En 2008, Louise Mushikiwabo décide finalement de revenir au pays. Après un bref passage en Tunisie comme directrice de la communication de la Banque africaine de développement, elle intègre le gouvernement rwandais, comme ministre de la communication puis comme chef de la diplomatie de Paul Kagame. Fidèle parmi les fidèles de l’homme fort de Kigali même si elle n’a jamais été membre du Front patriotique rwandais, le parti-Etat régnant sans partage, elle serait l’une des rares à bénéficier de sa totale confiance. D’aucuns voient même en elle une possible successeure si le maître du pays – qui selon la Constitution amendée à sa main peut rester au pouvoir jusqu’en 2034 – décidait de se mettre en retrait.
Fortes réticences
Au sein même de l’OIF, les réticences vis-à-vis de la future nouvelle secrétaire générale restent fortes, notamment parmi les hauts fonctionnaires de l’organisation. « Jamais je n’ai été aussi inquiet sur l’avenir la francophonie », soupire l’un d’eux. Certes, comme le répète volontiers l’Elysée pour justifier son choix, « il s’agit d’élire une personne et non un pays ». Mais Louise Mushikiwabo, en portant depuis des années la politique extérieure rwandaise, est totalement identifiée à un régime défiant nombre des principes fondateurs de la francophonie.

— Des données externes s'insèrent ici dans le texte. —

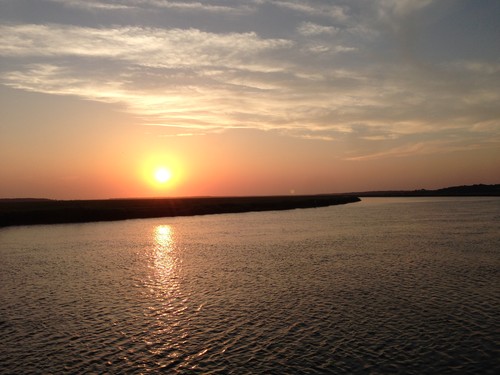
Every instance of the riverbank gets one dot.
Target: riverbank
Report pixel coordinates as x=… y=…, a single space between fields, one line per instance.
x=32 y=212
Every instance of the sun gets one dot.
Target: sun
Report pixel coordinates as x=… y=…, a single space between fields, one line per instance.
x=162 y=175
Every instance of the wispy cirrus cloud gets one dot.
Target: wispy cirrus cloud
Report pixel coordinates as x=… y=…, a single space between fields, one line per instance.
x=329 y=78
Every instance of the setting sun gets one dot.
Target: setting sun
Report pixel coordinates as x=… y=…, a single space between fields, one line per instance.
x=162 y=175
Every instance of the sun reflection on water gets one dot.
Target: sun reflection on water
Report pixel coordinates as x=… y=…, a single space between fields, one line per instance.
x=164 y=254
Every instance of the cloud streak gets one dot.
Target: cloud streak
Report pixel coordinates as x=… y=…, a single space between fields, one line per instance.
x=325 y=79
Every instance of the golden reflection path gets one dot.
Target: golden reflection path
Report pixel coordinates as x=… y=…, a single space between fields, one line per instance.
x=164 y=255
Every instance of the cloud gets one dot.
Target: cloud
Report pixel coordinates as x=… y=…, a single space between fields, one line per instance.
x=333 y=11
x=148 y=4
x=309 y=28
x=331 y=77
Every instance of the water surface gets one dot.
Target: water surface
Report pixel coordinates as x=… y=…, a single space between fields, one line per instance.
x=387 y=285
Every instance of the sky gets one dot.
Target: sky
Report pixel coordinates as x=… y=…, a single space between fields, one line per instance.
x=254 y=97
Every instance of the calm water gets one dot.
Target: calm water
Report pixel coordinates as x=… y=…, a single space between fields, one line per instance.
x=381 y=286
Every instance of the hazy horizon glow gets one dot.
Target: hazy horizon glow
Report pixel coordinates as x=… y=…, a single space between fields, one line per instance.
x=247 y=97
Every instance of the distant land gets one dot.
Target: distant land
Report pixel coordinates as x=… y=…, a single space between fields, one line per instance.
x=479 y=190
x=28 y=211
x=32 y=211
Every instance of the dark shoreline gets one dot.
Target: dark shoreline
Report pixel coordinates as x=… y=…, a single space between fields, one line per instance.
x=34 y=212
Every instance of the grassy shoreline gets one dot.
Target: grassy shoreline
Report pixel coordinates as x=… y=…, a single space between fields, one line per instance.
x=33 y=212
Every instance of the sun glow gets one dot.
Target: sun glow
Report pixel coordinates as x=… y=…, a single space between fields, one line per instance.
x=162 y=175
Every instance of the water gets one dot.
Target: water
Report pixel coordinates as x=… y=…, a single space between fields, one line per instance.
x=401 y=285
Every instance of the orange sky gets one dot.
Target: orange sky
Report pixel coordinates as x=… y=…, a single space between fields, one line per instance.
x=322 y=97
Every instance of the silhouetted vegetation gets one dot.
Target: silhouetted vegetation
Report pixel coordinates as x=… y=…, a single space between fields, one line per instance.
x=29 y=212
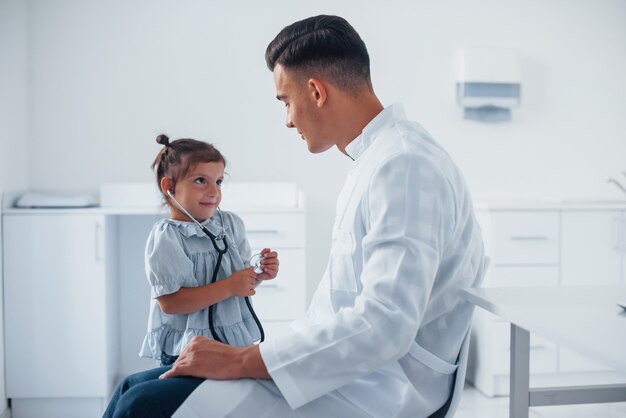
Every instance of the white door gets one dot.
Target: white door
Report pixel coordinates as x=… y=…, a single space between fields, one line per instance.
x=55 y=306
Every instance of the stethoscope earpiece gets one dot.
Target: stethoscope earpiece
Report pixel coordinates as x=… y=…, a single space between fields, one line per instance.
x=221 y=251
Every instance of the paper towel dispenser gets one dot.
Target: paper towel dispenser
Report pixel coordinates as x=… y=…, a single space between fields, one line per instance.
x=489 y=83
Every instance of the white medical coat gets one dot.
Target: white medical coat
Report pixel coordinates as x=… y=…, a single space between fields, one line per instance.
x=386 y=323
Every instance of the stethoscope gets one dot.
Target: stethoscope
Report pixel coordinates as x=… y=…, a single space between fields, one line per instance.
x=254 y=261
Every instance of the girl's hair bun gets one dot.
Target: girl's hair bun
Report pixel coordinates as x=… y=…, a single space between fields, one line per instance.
x=163 y=140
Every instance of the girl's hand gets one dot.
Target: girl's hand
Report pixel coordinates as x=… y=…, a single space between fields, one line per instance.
x=242 y=283
x=269 y=263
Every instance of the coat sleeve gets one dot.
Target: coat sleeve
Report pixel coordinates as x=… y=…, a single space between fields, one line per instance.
x=403 y=212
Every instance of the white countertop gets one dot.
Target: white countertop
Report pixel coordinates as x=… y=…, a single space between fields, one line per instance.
x=586 y=319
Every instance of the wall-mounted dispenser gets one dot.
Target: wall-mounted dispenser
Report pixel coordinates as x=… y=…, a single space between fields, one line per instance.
x=489 y=83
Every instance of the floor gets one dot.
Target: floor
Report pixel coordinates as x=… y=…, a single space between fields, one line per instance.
x=475 y=405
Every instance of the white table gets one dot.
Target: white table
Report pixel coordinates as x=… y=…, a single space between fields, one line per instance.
x=585 y=319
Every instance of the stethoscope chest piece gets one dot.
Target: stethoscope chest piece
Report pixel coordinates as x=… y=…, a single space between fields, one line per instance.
x=255 y=262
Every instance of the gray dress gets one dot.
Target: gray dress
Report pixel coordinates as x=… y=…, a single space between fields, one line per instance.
x=178 y=254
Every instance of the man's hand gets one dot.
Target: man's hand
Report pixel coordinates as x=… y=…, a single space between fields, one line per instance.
x=210 y=359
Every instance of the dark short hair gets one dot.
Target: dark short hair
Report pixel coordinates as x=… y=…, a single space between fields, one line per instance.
x=176 y=158
x=322 y=44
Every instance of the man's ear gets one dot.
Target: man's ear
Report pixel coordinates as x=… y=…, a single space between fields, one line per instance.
x=317 y=91
x=167 y=184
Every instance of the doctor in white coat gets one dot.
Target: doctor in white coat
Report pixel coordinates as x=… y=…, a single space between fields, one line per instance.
x=384 y=329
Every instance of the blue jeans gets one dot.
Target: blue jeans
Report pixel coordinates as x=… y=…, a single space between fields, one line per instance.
x=143 y=394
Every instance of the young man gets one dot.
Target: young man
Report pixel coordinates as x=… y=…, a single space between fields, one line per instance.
x=385 y=326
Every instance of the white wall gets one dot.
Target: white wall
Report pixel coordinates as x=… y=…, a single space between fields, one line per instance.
x=107 y=77
x=14 y=169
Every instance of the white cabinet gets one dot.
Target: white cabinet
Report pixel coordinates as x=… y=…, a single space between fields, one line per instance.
x=543 y=246
x=76 y=298
x=59 y=311
x=277 y=302
x=592 y=248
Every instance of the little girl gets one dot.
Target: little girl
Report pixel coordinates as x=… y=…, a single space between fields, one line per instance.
x=197 y=261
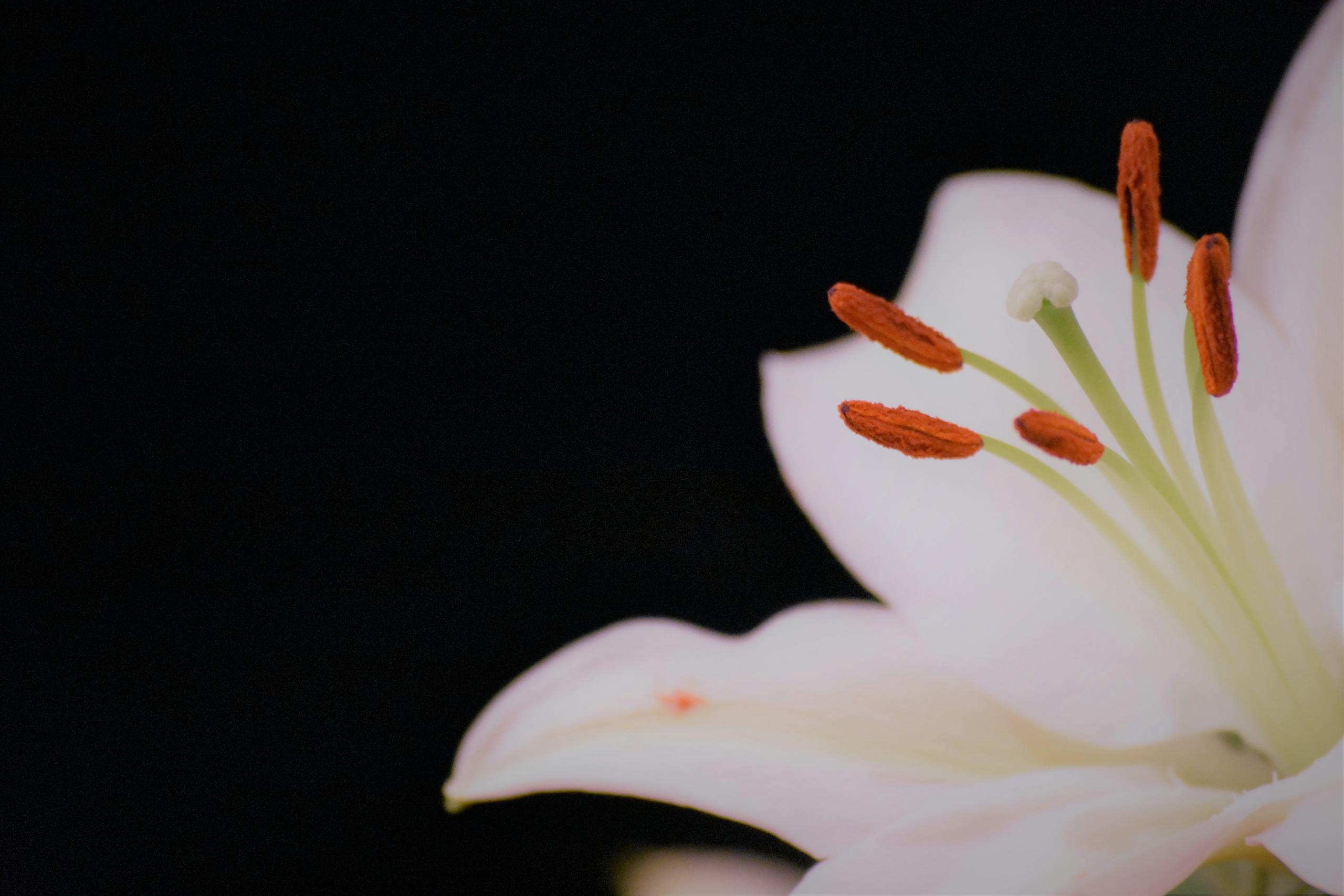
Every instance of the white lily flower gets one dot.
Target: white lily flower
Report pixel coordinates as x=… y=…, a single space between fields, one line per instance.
x=705 y=872
x=1034 y=705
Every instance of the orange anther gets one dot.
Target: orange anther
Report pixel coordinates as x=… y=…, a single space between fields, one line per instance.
x=1138 y=190
x=680 y=700
x=909 y=431
x=1210 y=308
x=1058 y=436
x=891 y=328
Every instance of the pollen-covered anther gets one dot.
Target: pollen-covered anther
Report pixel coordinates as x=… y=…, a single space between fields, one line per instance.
x=891 y=328
x=1210 y=308
x=909 y=431
x=1139 y=190
x=1058 y=436
x=680 y=700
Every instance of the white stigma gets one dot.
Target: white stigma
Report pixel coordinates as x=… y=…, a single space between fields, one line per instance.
x=1041 y=282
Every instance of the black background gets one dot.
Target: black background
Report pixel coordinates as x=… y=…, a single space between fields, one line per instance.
x=362 y=358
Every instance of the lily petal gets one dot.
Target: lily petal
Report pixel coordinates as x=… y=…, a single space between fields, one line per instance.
x=1290 y=218
x=705 y=872
x=1311 y=837
x=822 y=726
x=1074 y=830
x=1062 y=830
x=994 y=571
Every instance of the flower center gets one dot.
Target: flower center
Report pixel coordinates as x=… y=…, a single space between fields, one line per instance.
x=1215 y=574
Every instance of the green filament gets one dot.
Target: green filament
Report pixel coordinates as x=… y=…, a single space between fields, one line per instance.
x=1272 y=605
x=1158 y=405
x=1033 y=395
x=1077 y=352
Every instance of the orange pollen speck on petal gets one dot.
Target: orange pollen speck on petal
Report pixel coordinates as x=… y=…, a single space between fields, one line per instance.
x=891 y=328
x=909 y=431
x=680 y=700
x=1138 y=188
x=1210 y=308
x=1058 y=436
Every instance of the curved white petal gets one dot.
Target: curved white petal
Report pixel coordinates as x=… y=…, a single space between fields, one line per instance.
x=822 y=726
x=705 y=872
x=1285 y=446
x=1066 y=830
x=1290 y=218
x=1076 y=830
x=996 y=573
x=1311 y=837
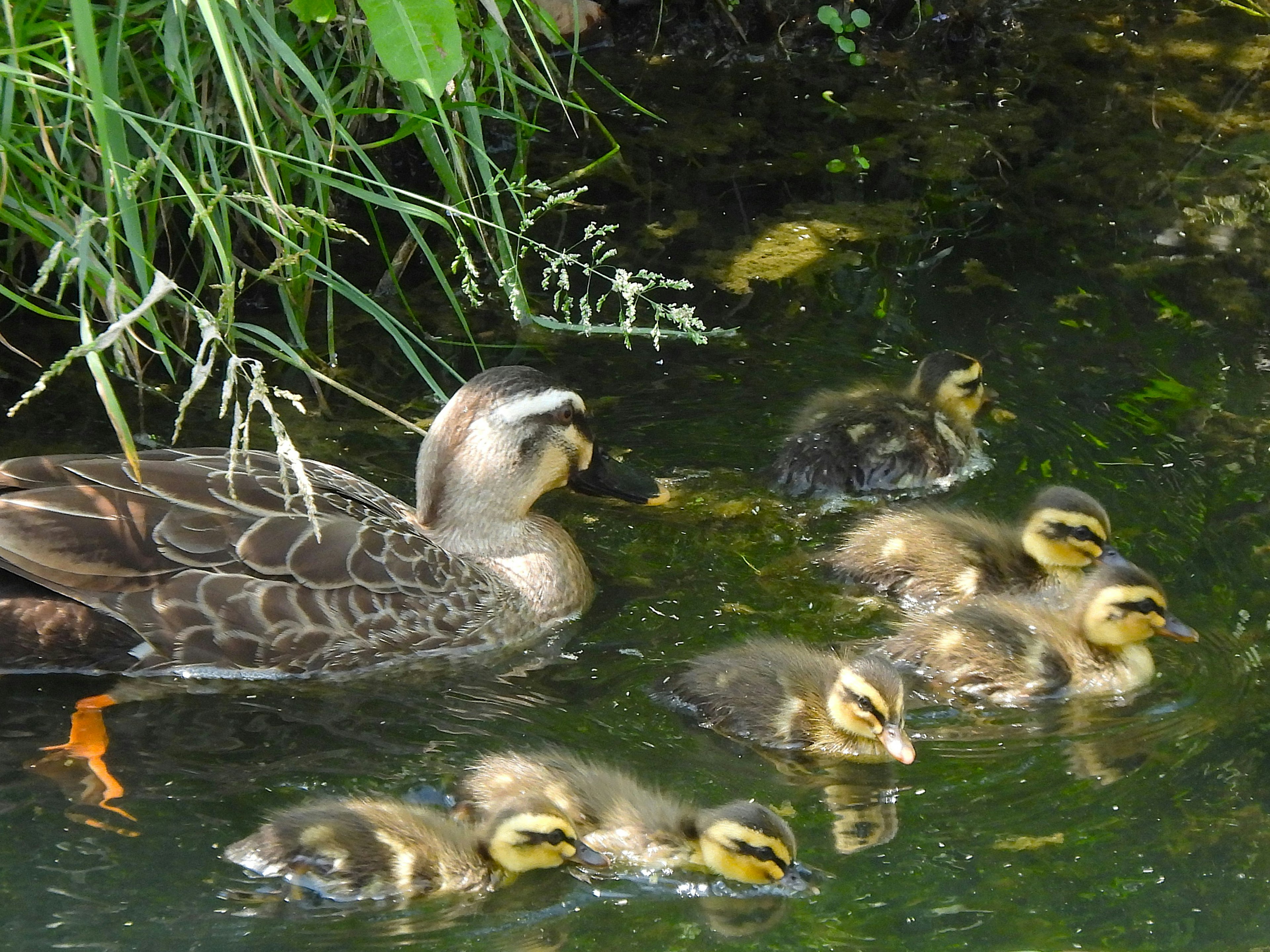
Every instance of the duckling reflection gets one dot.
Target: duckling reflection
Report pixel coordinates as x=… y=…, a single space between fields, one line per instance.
x=785 y=695
x=875 y=438
x=643 y=831
x=862 y=796
x=1011 y=650
x=933 y=558
x=380 y=849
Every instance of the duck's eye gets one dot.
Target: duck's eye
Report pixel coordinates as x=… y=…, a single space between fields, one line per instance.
x=868 y=709
x=765 y=855
x=1146 y=606
x=556 y=838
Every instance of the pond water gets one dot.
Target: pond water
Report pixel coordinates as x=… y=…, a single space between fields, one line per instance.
x=1078 y=195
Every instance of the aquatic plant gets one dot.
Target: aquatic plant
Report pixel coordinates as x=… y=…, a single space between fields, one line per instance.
x=857 y=20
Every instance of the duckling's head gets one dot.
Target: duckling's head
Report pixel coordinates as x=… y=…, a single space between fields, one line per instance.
x=1126 y=606
x=953 y=384
x=534 y=834
x=508 y=436
x=747 y=842
x=868 y=700
x=1065 y=527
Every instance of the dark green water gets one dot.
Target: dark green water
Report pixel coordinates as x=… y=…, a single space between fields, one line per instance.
x=1055 y=155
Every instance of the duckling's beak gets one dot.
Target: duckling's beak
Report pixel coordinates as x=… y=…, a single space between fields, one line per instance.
x=1111 y=555
x=897 y=743
x=798 y=878
x=1175 y=628
x=609 y=478
x=586 y=856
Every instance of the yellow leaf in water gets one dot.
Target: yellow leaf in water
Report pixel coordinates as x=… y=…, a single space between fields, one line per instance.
x=1019 y=843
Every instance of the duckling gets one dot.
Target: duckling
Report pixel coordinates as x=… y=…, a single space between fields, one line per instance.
x=874 y=438
x=933 y=558
x=783 y=693
x=380 y=849
x=639 y=829
x=1013 y=650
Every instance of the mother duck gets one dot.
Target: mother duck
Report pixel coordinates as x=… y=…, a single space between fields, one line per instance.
x=209 y=563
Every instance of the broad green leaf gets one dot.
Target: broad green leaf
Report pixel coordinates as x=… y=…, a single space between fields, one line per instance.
x=313 y=11
x=417 y=41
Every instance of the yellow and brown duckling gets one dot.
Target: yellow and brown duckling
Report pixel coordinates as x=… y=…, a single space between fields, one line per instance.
x=933 y=558
x=642 y=831
x=875 y=438
x=381 y=849
x=1013 y=649
x=785 y=695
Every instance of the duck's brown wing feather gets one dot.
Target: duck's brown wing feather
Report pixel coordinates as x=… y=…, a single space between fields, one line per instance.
x=216 y=561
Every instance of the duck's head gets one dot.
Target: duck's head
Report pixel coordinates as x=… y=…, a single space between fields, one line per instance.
x=747 y=842
x=1065 y=527
x=868 y=700
x=953 y=384
x=1124 y=606
x=534 y=834
x=508 y=436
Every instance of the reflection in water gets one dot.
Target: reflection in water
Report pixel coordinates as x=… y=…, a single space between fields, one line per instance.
x=1081 y=202
x=862 y=796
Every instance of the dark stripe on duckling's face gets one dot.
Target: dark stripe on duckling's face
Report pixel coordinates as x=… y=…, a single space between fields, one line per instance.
x=765 y=855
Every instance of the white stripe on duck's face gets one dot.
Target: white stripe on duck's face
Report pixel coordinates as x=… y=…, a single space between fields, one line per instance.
x=547 y=401
x=498 y=463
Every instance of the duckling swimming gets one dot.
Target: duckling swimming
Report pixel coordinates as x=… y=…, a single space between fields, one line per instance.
x=875 y=438
x=783 y=693
x=1013 y=650
x=641 y=829
x=933 y=558
x=380 y=849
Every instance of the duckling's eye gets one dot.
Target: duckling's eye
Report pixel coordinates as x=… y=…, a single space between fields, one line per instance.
x=1145 y=607
x=556 y=838
x=765 y=855
x=868 y=708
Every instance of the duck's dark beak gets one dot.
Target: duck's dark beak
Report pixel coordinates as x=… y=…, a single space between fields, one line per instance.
x=609 y=478
x=1175 y=628
x=798 y=879
x=586 y=856
x=897 y=743
x=1111 y=555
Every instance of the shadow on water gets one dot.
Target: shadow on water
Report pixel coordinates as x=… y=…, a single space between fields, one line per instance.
x=1079 y=196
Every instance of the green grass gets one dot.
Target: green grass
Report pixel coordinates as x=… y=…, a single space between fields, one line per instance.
x=158 y=159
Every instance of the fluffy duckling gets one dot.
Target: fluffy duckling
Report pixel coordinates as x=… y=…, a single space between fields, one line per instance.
x=380 y=849
x=934 y=558
x=1011 y=650
x=785 y=695
x=639 y=829
x=877 y=438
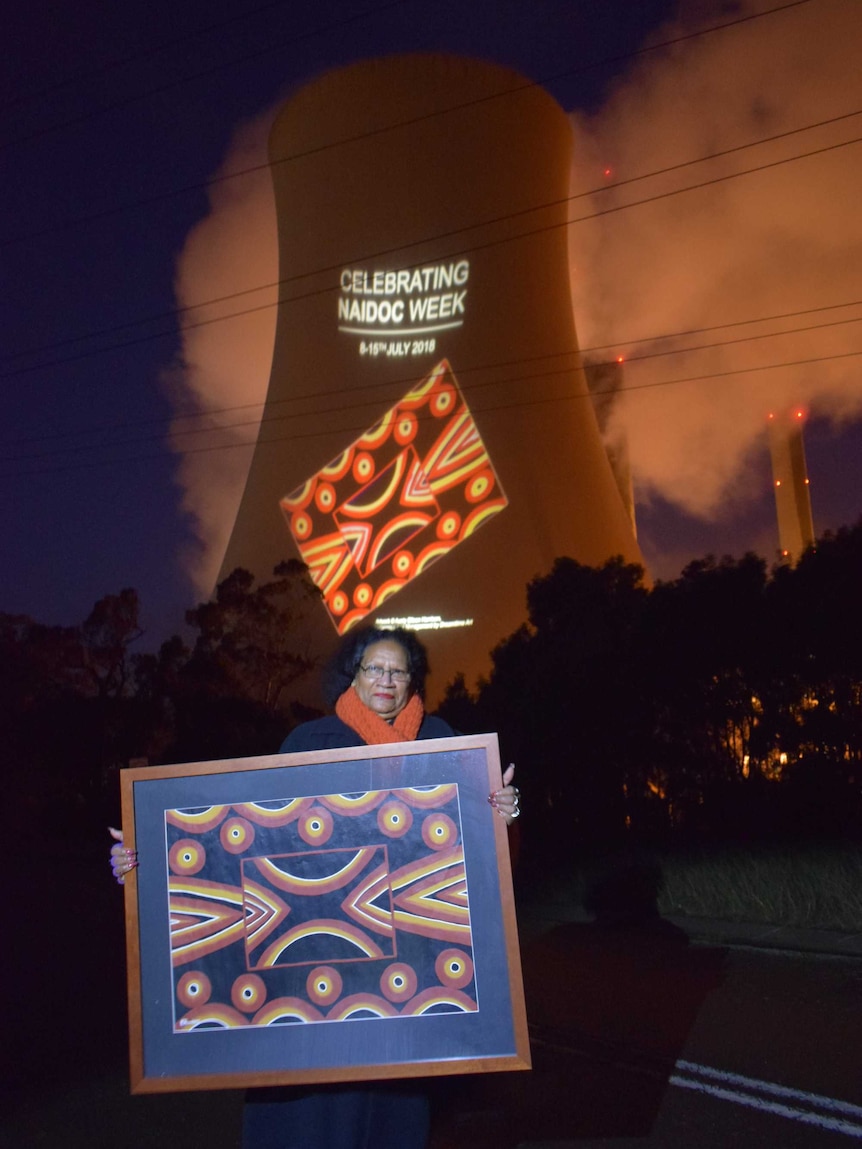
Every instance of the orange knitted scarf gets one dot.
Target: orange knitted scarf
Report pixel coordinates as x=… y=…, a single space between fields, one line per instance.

Le pouvoir de Kigali n’est en effet guère un exemple en matière de défense des droits fondamentaux de ses citoyens. Les opposants sont traqués, arrêtés, voire exécutés à l’étranger. Mi-septembre, quelque 2 000 prisonniers politiques, dont la célèbre opposante Victoire Ingabire, ont été libérés par anticipation – un geste avant le sommet de la francophonie. « Toutes ces notions de démocratie et de droits humains, ce n’est pas toujours très clair et très précis », se justifiait encore en août Louise Mushikiwabo, interrogée par l’AFP, rappelant « qu’elle ne croit pas aux donneurs de leçons » en matière de démocratie. Depuis, elle a un peu mieux rodé son discours, ce qui ne signifie pas qu’elle ait changé d’opinion.
Le régime rwandais ne s’est pas illustré non plus, ces dernières années, par la défense de la langue française. Il n’a cessé, au contraire, de prendre ses distances, en mettant fin à l’enseignement du français dans les écoles et en adoptant l’anglais comme langue nationale. Si elle manie un français parfait, Louise Mushikiwabo assure qu’il n’y a pas de contradiction entre la francophonie et ce choix de privilégier l’anglais. « C’est aujourd’hui la langue de la Silicon Valley, de la technologie, de la recherche, des réseaux sociaux. C’est une réalité et, par ailleurs, l’essentiel de l’activité économique du Rwanda se fait avec l’Afrique de l’Est », explique-t-elle au Monde.
Une vision en accord avec celle du président français, qui se pose en héraut d’une « francophonie ouverte » aussi bien aux langues locales qu’à l’anglais.